My mum said life is made of multiple lines.

Not just one. Straight. Direct.


Multiple lines; separate, parallel, intertwined.

Every single line you tread is not omniscient and predefined. It’s always multiple lines. They’re made of choices, possibilities, coincidences. They can be taken singularly or as a whole. You can leap from one to another; you can cross the line or toe the line. 

Most times you have to toe the line: follow rules, legal rules, social rules, behavioural rules, relational and human. In all other cases, there’s not a line you can’t cross, I mean other than the one separating the platform from the train down the London underground stations – unless you don’t really hold your life dear. Pretty much what I do, figuratively speaking, and risk falling into that gap every single goddamn day! 

Like her story.

She had a well paid and secure job in Italy, a solid relationship with a reliable and stable person, a nice house, a cute and lovely doggy – all the comforts and simple pleasures one would hope for when they reach a certain age. One single downside: she just wasn’t happy. 

She would hate that job to the point where it makes you break down and lock yourself in the toilets for a jiff of relief. Her relationship had been falling apart for a long time, no more talking, sharing, sleeping together; no more love, if that ever existed in that form. Her apartment was located in one of those old-fashioned buildings far from the city centre, those family-friendly, boring-friendly, sad-friendly areas, the whatever-friendly type that kills excitement, hopes, dreams, or even the most simple and genuine daily moment you may ever want to rely on. The city itself, for how young and vibrant, was running out of the appeal it was initially offering. She couldn’t stand that anymore. It was being too much, or too little, to bear. To break the routine, she decided to visit a family member in London for the weekend, and on the Friday she landed, they made their way into the local pub for a drink or two. Actually, make it five or six. As soon as they walked through the doors and waded into the cluttered crowd, her look crossed with one of the bartender’s, and in a matter of minutes, they started chatting. It wasn’t more than teasing each other, more than two pretty buddies hitting on each other through the night. 

The bartender had quite a story himself. He decided upon leaving a decent office job, a fun and fast-paced environment, maybe a career in the long term, for the unknown, for no other relevant opportunity. He felt he wasn’t the right fit, that he wasn’t fulfilling his greatest passions, his inclinations, somehow what he was good at.
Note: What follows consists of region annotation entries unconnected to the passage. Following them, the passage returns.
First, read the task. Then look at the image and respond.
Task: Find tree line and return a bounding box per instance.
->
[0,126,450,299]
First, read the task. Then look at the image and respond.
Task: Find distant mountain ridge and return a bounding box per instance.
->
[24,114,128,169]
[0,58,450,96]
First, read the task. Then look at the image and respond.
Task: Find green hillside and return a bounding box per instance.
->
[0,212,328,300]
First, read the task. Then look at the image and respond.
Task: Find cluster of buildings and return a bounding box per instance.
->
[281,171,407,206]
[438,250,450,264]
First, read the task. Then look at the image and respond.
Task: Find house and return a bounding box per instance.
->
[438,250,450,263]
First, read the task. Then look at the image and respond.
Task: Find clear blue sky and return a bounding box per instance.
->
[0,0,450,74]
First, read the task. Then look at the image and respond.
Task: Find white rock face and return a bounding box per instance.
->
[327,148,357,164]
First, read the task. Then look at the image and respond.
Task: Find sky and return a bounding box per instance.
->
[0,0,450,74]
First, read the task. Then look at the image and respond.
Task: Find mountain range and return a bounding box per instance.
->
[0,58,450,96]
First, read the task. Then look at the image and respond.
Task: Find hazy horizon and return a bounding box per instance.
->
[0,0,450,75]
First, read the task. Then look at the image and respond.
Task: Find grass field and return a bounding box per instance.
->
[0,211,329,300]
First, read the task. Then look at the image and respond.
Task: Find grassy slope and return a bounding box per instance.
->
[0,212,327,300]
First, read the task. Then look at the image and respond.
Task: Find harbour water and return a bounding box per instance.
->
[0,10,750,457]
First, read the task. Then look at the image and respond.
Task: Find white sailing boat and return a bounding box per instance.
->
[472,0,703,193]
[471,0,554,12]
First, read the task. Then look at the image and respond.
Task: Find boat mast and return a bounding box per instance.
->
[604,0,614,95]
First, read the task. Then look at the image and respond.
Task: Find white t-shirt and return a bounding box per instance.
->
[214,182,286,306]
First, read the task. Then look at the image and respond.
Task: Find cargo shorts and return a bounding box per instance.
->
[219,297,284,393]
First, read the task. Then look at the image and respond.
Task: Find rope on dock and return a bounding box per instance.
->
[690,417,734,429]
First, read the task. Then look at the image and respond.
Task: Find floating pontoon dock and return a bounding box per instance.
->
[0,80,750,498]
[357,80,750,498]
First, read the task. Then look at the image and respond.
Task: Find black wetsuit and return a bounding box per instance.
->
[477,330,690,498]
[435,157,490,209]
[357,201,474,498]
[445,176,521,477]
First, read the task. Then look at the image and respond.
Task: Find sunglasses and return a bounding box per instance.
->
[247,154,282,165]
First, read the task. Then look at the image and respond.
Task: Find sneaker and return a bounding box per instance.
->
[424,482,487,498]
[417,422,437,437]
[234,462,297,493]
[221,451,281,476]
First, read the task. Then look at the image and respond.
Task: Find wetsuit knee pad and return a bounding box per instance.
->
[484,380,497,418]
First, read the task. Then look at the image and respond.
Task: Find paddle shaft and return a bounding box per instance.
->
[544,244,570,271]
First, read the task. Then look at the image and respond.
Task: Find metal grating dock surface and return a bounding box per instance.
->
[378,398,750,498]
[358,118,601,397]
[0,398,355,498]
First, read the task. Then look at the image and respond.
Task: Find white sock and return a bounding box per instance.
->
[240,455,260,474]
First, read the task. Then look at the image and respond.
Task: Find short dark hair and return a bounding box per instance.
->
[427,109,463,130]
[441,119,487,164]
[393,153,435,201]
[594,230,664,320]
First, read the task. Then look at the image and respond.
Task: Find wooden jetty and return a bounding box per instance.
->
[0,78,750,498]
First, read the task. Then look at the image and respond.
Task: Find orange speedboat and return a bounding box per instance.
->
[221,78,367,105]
It was a reckless decision, and yes he did regret it for a while. He started looking for more suitable opportunities out there that, with the job market becoming extremely demanding and highly competitive, were late to come. And with time passing by and he getting more and more broke, he had to go back to bartending to cover expenses and debts, and swinging from a place to another, he ended up working at that pub.

The two of them spent the night together, talking, telling one another. It was surreal. If it wasn’t more than making out they were expecting, they realised they were on the same page, somehow on the same line. 
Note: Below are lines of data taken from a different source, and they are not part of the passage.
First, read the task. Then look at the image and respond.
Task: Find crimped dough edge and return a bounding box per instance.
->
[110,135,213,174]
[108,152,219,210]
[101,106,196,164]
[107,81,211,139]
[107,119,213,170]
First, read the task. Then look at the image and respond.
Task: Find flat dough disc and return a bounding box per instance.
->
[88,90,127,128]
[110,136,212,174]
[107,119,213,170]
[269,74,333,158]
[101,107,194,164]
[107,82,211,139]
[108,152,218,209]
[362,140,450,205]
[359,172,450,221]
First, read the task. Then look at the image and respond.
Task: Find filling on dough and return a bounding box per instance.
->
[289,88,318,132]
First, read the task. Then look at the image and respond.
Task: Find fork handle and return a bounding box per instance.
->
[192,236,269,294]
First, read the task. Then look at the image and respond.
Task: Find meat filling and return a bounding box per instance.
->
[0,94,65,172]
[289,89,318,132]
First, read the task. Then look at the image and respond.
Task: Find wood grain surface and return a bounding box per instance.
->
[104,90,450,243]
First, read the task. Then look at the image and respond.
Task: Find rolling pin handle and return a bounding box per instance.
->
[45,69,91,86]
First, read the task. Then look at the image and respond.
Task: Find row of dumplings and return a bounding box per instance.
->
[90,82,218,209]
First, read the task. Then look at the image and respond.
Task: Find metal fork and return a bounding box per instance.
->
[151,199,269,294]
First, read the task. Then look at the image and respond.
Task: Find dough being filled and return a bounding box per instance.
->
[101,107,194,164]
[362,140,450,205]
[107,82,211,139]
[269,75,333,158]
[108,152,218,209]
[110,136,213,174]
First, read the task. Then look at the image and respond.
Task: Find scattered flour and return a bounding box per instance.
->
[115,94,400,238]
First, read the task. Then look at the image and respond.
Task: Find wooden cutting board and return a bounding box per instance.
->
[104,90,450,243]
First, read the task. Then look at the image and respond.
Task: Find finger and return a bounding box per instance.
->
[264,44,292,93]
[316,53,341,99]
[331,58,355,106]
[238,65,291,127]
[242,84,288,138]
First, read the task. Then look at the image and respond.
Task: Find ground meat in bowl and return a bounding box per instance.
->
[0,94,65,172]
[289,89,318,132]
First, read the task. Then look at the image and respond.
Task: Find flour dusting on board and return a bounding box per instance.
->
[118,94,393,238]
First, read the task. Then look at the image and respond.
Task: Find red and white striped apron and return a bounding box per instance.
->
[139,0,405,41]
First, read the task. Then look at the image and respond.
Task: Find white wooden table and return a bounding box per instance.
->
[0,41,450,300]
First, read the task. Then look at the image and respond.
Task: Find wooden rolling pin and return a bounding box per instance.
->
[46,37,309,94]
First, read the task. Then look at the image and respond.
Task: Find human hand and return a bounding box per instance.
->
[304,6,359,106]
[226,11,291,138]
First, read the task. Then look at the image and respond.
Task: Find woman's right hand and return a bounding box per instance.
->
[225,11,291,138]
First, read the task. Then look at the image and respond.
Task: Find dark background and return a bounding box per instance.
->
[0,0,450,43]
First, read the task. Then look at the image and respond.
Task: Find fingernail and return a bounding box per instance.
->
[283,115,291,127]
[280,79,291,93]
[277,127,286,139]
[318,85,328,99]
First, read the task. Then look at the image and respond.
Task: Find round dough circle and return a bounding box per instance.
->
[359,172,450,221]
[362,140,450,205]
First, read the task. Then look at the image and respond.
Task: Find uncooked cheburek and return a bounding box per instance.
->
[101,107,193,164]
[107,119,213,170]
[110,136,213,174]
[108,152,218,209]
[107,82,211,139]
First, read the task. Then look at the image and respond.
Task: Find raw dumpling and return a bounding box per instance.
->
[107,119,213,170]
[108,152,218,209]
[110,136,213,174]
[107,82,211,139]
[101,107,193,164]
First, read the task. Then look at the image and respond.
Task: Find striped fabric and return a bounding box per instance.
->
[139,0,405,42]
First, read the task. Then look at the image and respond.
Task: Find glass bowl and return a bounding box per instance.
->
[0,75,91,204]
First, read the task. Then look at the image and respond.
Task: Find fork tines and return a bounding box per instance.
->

At the end of that weekend, she went back to Italy and faced the truth: that life, that seeming stability wasn’t the line she wanted to pursue. She decided to quit literally everything: the job, the relationship, the house, the dog – her entire life. She decided to move to London, a little scared as in all big changes, but without any second thoughts. She embraced a new life, a new line. Him. Happiness, for once.

Sometimes not all negatives turn out badly. She could’ve opted for another pub on that night, he could’ve found a job earlier and never started working there – all wouldn’t have happened. Their lines would have remained separate, probably parallel, but never intertwined. 

See, life can’t be made of “would have, could have, should have”. It’s made of choices, possibilities, coincidences. It’s made of lines.


Not just one. Straight. Direct.

Just like my mum said.

And I will always feel blissful for the line that took you through that door on that Friday night, the line that gave me the opportunity to meet you. The line that I’m hoping to tread together.

I want to live multiple lines, but one single life.